That being said, I think there are four things we can do to work better together in the future:

  1. Become more curious. Know our industry, know our businesses unique value in the market, know our competitive landscape, know our infrastructure, know my team. I know you know your business: factories and processes and product options, but I need you to discover how those things apply to our unique needs.
  2. Become a problem solver not a product pusher. Your tangible medium is important to us as a brand, we recognize its value but we need to know where to better deploy it to meet our objectives. You’re the expert: you do this for clients all the time. I need a clearer idea of how promotional products can drive revenue, aid in employee retention, motivate colleagues, inspire loyalty, and build tribal unity in my organization. I need you to help us see your product as a canvas for problem-solving.

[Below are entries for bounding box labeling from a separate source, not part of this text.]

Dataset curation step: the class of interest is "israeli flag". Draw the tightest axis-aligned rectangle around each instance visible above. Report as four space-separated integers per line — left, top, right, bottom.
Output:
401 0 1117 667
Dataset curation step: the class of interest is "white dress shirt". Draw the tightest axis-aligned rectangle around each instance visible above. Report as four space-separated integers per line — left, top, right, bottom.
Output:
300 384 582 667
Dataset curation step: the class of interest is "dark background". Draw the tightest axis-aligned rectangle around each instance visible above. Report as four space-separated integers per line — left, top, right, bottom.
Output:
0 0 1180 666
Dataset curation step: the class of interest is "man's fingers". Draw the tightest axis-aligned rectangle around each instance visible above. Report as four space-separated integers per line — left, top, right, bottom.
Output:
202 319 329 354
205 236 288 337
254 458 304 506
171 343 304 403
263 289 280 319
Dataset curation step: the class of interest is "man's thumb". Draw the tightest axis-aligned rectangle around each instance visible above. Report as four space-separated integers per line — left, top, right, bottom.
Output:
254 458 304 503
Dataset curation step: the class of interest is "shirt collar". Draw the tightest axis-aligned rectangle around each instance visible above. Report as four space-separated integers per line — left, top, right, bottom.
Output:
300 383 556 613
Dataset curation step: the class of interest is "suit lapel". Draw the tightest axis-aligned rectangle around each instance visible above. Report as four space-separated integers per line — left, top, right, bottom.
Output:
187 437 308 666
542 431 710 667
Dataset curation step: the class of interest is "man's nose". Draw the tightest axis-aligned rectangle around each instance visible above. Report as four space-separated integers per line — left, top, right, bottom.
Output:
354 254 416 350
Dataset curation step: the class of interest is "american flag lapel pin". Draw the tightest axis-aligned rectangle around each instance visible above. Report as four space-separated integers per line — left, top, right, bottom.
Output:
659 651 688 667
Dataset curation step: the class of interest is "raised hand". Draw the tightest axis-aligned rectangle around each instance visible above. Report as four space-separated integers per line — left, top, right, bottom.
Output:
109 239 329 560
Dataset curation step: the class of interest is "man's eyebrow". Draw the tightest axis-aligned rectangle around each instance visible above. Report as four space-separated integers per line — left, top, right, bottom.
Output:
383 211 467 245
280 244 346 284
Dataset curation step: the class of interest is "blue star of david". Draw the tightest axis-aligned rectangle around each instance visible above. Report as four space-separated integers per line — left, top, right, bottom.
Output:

  3. Become an analyst. I have a huge advertising budget and a small promotional products budget. I am constantly being questioned about the ROI on everything. Some of these categories are successful, some are deplorably inept, I need to know how your product can perform better, bring us a better ROI, redirect our advertising intention. In short, I need you to understand what we are trying to do as a whole so that we can see where the parts fit best. I need better advisers.
  4. Become more efficient: This purchasing process is cumbersome and wastes precious time and energy. From the time we talk about a project to billing, I need it to be problem free, systematic, and (if possible) silent, less obtrusive. I need a frictionless way to interact because if we can, I want to do more business with you, not less. But I can’t do more business with you if the business we are currently doing is frustrating.
I know we've worked together for some time but times have changed. Sometimes it seems like you are still selling like you were twenty years ago. I don't know your business, but I do hope that by giving you some perspective about mine -and where I'm struggling- will help.I hope you understand that the intent of this letter is to give you a few ideas and ask you to change, now, so that we can work better together, tomorrow.